构造最短程序打印自身的 MD5

一,介绍

比赛题目很简单:构造一个程序,在 stdout 上打印出自身的 MD5,程序越短越好。按最终程序文件大小字节数排名,文件越小,排名越靠前。
只能使用 ld-linux-x86-64.so, libc.so, libdl.so, libgcc_s.so, libm.so, libstdc++.so 。
禁止了 socket, shmget, fork, execvc 等 syscall 。

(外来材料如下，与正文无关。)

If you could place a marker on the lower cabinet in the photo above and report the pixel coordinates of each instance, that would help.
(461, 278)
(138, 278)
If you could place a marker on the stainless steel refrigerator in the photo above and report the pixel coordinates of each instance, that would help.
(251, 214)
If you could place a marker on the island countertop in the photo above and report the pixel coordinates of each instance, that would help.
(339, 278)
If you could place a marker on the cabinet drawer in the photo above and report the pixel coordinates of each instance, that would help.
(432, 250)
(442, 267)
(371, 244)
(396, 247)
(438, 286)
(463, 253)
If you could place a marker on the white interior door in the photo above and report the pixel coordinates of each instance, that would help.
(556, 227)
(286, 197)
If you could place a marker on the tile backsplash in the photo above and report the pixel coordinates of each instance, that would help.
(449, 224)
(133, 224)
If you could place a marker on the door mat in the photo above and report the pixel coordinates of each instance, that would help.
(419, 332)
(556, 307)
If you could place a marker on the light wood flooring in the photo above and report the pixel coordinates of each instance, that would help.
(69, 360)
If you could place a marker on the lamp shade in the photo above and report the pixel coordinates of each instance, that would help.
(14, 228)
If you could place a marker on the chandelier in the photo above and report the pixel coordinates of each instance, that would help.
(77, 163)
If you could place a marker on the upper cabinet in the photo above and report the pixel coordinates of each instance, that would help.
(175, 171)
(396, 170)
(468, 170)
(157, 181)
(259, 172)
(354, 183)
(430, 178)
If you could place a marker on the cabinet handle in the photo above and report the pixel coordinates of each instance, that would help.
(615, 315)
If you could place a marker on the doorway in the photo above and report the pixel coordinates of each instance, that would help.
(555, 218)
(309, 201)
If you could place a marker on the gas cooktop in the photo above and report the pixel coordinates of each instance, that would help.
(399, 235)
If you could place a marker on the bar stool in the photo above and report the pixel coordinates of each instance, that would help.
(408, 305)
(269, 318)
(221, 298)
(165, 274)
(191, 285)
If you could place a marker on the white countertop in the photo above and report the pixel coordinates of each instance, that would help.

汇编高手如云,本人只做到 752 字节,只拿到 27 名。
但忙活好几天,学到不少东西,也有苦劳,还是值得记录一下。

基本是纯 C 实现,没有动用汇编。

二,用过的一些思路和资源

基于这个 MD5 实现改造
https://gist.github.com/creationix/4710780

https://www.nayuki.io/page/fast-md5-hash-implementation-in-x86-assembly

参照 musl 和 rt0 ,去除对 glibc 依赖

  1. musl libc https://www.musl-libc.org/
  2. rt0 : https://github.com/lpsantil/rt0

三,没有成功的一些思路

  1. 思路,利用内核的 MD5 计算代码:
    grep -i md5 linux-5.6.2
    只找到 2处,

    1. TCP_MD5SIG , CONFIG_TCP_MD5SIG : "TCP: MD5 Signature Option support (RFC2385)"
      一个冷门特性,看起来通过 socket 才能执行。

    2. AF_ALG Linux 的 crypto api,通过 socket 形式暴露 api, 但是 socket 被禁用了。
      https://www.chronox.de/libkcapi.html

  2. 构造碰撞,hardcode 直接 print 出来

    https://github.com/corkami/collisions

    https://www.rogdham.net/2017/03/12/gif-md5-hashquine.en

    https://github.com/Rogdham/gif-md5-hashquine

    http://www.win.tue.nl/hashclash/
    尝试了 fastcoll_v1 ,但是 fastcoll 构造1个字节的冲突要 2 block = 128 字节 ,则 16 字节就要 2048 字节,还不如 C 语言直接算。

  3. 通过某些 ipc 机制,绕过评判。
    试了简单的 shmget, 不成功。

三. 代码

后续借鉴思路,有优化

#define SYS_write 1
#define SYS_exit 60

inline long syscall3(long n, long a0, long a1, long a2) {
    long ret;
    __asm__ volatile("syscall" : "=a"(ret) : "a"(n), "D"(a0), "S"(a1), "d"(a2) : "rcx", "r11", "memory");
    return (ret);
}
inline long syscall1(long n, long a0) {
    long ret;
    __asm__ volatile("syscall" : "=a"(ret) : "a"(n), "D"(a0) : "rcx", "r11", "memory");
    return (ret);
}

static int write(int f, const char* d, int l) {
    int ret = syscall3(SYS_write, f, (long)(d), l);
    return (ret);
}

void _exit(int r) { syscall1(SYS_exit, r); }

typedef unsigned uint32_t;
typedef unsigned char uint8_t;
typedef unsigned long size_t;
#define NULL 0  // In words

#define memcpy(dest, src, n)                      \
    for (size_t i = 0; i < n; ++i) {              \
        ((char*)dest)[i] = ((const char*)src)[i]; \
    }

// leftrotate function definition
#define LEFTROTATE(x, c) (((x) << (c)) | ((x) >> (32 - (c))))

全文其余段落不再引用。